Kamu mengatakan akan menerimanya.
Kamu bohong. Kentara sekali dari kalimatmu yang bergetar. Kamu belum bisa menerimanya. Tidak sekarang. Mungkin nanti.
Kamu menghela napas lagi. Mengaduk-aduk cappuccino-mu lagi lalu mengetuk-ngetuknya ke cangkir.
“Ayo. Kita pergi.” Kataku.
“Ke mana?” tanyamu bingung.
“Ikut saja.”
*****
Aku suka kamu tertawa. Kita ke mall terdekat dan aku mengajakmu ke arena permainan. Permainan yang aku sarankan untuk dicoba adalah sebuah alat yang kita bisa meninjunya sekuat mungkin, lalu ada skornya muncul.

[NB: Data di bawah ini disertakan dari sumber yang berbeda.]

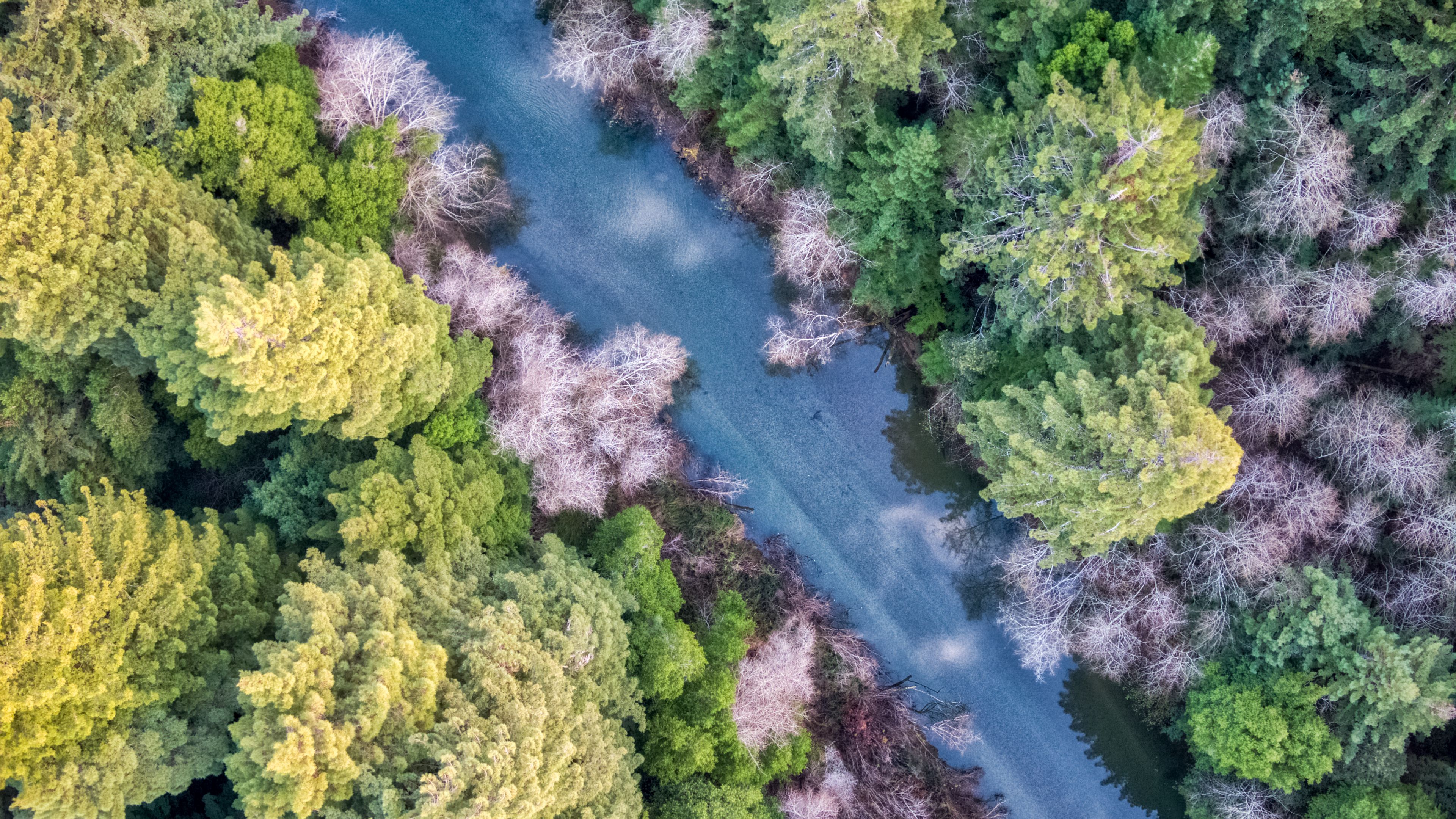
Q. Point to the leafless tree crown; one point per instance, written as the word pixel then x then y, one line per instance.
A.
pixel 679 38
pixel 1307 173
pixel 363 81
pixel 587 420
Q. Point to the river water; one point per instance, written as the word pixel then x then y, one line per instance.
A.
pixel 838 460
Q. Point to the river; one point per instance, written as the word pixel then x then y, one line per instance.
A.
pixel 838 460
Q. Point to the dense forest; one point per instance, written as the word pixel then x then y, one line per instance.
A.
pixel 1181 279
pixel 317 509
pixel 314 509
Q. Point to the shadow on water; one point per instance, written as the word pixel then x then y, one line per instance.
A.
pixel 838 460
pixel 1139 760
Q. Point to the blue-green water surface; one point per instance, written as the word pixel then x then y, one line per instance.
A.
pixel 838 460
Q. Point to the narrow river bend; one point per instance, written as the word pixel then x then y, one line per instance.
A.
pixel 838 461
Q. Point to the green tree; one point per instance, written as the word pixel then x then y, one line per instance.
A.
pixel 1387 687
pixel 121 630
pixel 364 187
pixel 1081 209
pixel 695 734
pixel 121 71
pixel 481 691
pixel 347 346
pixel 1090 46
pixel 1109 436
pixel 69 420
pixel 85 234
pixel 666 655
pixel 700 799
pixel 1260 728
pixel 296 494
pixel 1368 802
pixel 897 200
pixel 833 55
pixel 257 143
pixel 426 503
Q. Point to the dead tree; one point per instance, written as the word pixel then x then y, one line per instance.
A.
pixel 363 81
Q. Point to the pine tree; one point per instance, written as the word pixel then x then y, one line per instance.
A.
pixel 1083 207
pixel 1106 444
pixel 82 232
pixel 120 634
pixel 477 691
pixel 428 503
pixel 340 342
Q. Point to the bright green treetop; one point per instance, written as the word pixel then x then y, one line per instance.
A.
pixel 458 693
pixel 340 342
pixel 1260 729
pixel 120 633
pixel 1107 442
pixel 85 234
pixel 1084 207
pixel 120 71
pixel 1387 687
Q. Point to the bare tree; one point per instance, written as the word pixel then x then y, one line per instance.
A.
pixel 1037 611
pixel 1368 222
pixel 596 46
pixel 809 803
pixel 957 732
pixel 775 682
pixel 809 254
pixel 363 81
pixel 951 85
pixel 1360 527
pixel 1237 799
pixel 813 336
pixel 1429 525
pixel 1234 563
pixel 1307 173
pixel 1224 120
pixel 1270 399
pixel 455 187
pixel 1375 448
pixel 1221 311
pixel 1337 301
pixel 1436 242
pixel 679 38
pixel 587 420
pixel 1429 299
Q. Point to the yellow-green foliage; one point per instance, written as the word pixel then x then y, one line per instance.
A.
pixel 121 629
pixel 337 340
pixel 1081 209
pixel 453 693
pixel 1107 442
pixel 85 232
pixel 120 69
pixel 426 503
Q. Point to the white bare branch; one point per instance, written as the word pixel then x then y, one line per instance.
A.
pixel 363 81
pixel 1308 177
pixel 679 38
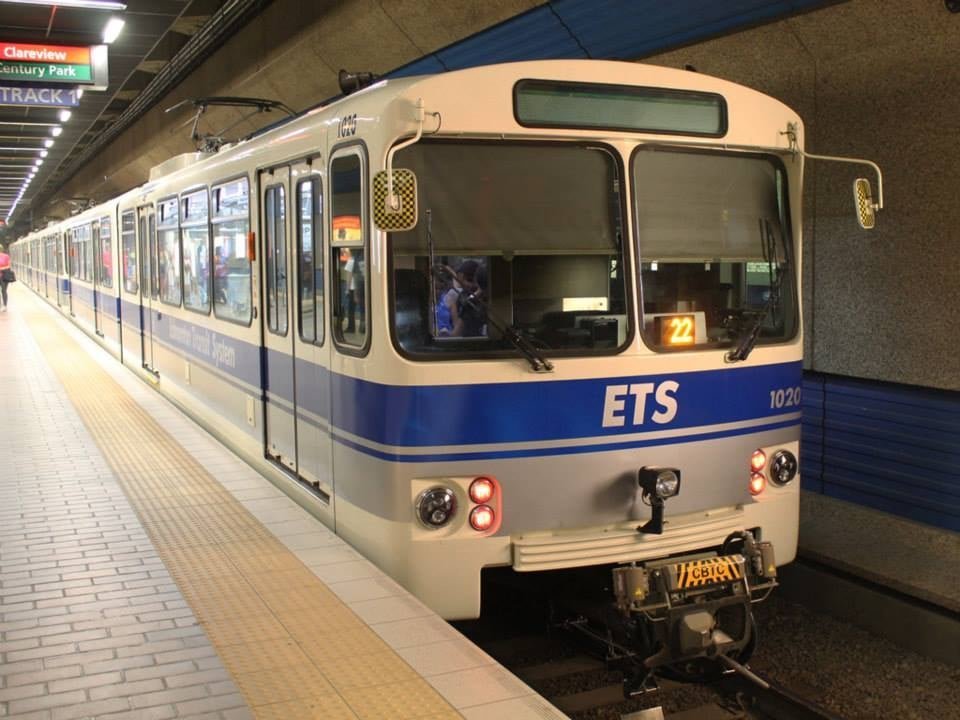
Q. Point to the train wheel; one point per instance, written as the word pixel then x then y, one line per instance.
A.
pixel 705 669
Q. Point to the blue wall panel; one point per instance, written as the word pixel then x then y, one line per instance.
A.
pixel 892 447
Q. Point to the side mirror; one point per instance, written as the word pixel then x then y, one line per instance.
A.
pixel 863 202
pixel 395 203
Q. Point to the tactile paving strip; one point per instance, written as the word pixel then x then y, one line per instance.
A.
pixel 292 647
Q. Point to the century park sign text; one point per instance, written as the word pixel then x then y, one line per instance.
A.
pixel 54 64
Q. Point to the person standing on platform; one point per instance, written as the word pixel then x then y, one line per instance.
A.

Kamu meninju sekuat-kuatnya dan lalu mengeluh sakit. Hampir saja aku lupa dan reflek memegang tanganmu. Untung aku masih teringat untuk tidak melakukannya.
Aku menyarankan untuk ganti ke permainan lain saja, tapi kamu menolaknya. Setidaknya dua kali bermain itu sampai kamu mengeluh, sudah tidak sanggup lagi.
“Puas…” katamu tersenyum lebar.
Aku paham sekali makna kata dan senyum lebar itu. Aku ikut tersenyum.
Kita lalu beradu melempar bola basket. Aku sebenarnya bisa mengalahkanmu dengan mudah. Tapi untuk kali ini aku akan membiarkanmu menang. Kamu tersenyum kegirangan dan terus mengolokku. Aku tertawa kecil saja sambil menggaruk kepala.
Ketika mencoba balap mobil dan motor, aku juga mengalah. Tidak cukup jauh tentu saja agar tidak terlalu kentara. Aku beberapa kali membalapmu dan kemudian melambatkannya atau sengaja menabrakkannya agar kamu bisa mendahuluiku. Lagi. Kamu menertawaiku.